Bu, bugün bazı siyasi partilerin ve kitle örgütlerinin pratiğinde model olarak gördüğümüz gibi, toplumun kadın yarısının bütün alanlar ve kademelerde eş temsilci olarak iktidara dahil olması anlamına gelir. Kadınların söz ve karar hakkı olmayan hiçbir toplumsal alan kalmayacak, kadınlar her yerde sorumluluk üstlenerek emek ve enerjilerini yeni toplumun inşası için ortaya koyacaklardır. İşçi-emekçi meclislerinin yarısı oluşturmanın yanı sıra, kadınlar “kendi toplumsal yapılanmasını bağımsız biçimde de örgütleyecek, bütün kurumlarda eş temsiliyete ek olarak, işçi-emekçi kadın meclisleri birliği kurulacak, kadın ordusu ve milisi oluşturulacak, cinsel suçlar için kadın ve lgbti+’lardan oluşan özel mahkemeler kurulacaktır.”[5] Sadece kadınlardan oluşan bir örgütlenme biçimi olan bu iktidar organları, özellikle tarihin bize bıraktığı derslere bakılarak inşa edilecek yeni toplumda, kadın devrimi çizgisini güvence altına almak için son derece önemlidir. Kadınlar, kadın devriminin önderliğini gerçekleştirecekse, yeni toplumdaki konumlanış da bu görevin gereklerine uygun olmalıdır. Geçmiş deneylerde ise kadınların bir toplumsal kuvvet olarak örgütlü bulunmamalarının, kendi kolektif mekanizmalarına sahip olmamalarının acı sonuçları görülmüş, kadınlar evlere dönmüş/döndürülmüş, merkezi iktidar kurumlarından uzak kalmışlardır.

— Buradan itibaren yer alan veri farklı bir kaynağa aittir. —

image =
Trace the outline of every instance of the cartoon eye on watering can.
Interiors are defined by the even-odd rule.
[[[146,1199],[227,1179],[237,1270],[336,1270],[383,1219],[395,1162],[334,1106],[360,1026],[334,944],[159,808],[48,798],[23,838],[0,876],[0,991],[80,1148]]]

Ekim Devrimi sonrası cinsler arasında eşitlik yönünde güçlü adımlar atmakta dönemin tartışmasız en ileri örneği olan Sovyetler Birliği’nde bile, 1923'ten sonra yapılan parti kongrelerinde MK'ya seçilen kadın sayısı 3'ü aşmamıştır.

Kadınların yeni toplumda öncü bir rol oynayamamaları, sadece kadın cinsin özgürlüğü için bir sorun teşkil etmez, bütün toplumun sosyalizme doğru ilerlemesi açısından da temel bir engeldir. Çünkü, “Proletaryanın, özel mülkiyetle bağı erkek egemen ayrıcalıklardan muaf kadın yarısı, devrimin kesintisiz biçimde sosyalizme ilerletilmesinin en ileri dinamiğidir. Kadın devrimi, devrimci proletaryanın nihai zaferini güvencelemesinin gereğidir.”[6]

Marksist-leninist teorinin de tarihsel pratiğin de ortaya koyduğu gibi, erkek egemenliği oldukça köklü ve ancak özel mülkiyetin bütün biçimleri ortadan kalkınca son bulacak bir baskı ve sömürü sistemidir. “Bir toplumsal devrim ve onunla birlikte sosyalizm, cins ayrımlarının nesnel temelini bir çırpıda ortadan kaldıramaz. Yeni toplum öyle bir üretkenlik düzeyine ulaşmalıdır ki, hem soyun yeniden üretimi kapsamındaki işlevler (ev işleri, çocuk, yaşlı ve hasta bakımı vb.) tümüyle toplumsallaştırılabilsin, hem de, aile eksenli kişisel birikimin sürmesinin temeli olan, kişisel tüketim maddeleri üzerindeki özel mülkiyet de tümüyle ortadan kaldırılabilsin. Bu düzey bütün araçlarla zorlanarak elde edilene dek, kadının ikinci cins olduğu cinsiyetli toplum sürer. Öyleyse, erkek egemen sermaye düzenini alaşağı ederek kendi durumlarını köklü biçimde değiştirmelerinin ardından kadınlar, bu devrimci hamleyi yeni toplum içerisinde ilerletmelerinin de sürdürülebilir biçimlerini oluşturmak durumundadır.”[7]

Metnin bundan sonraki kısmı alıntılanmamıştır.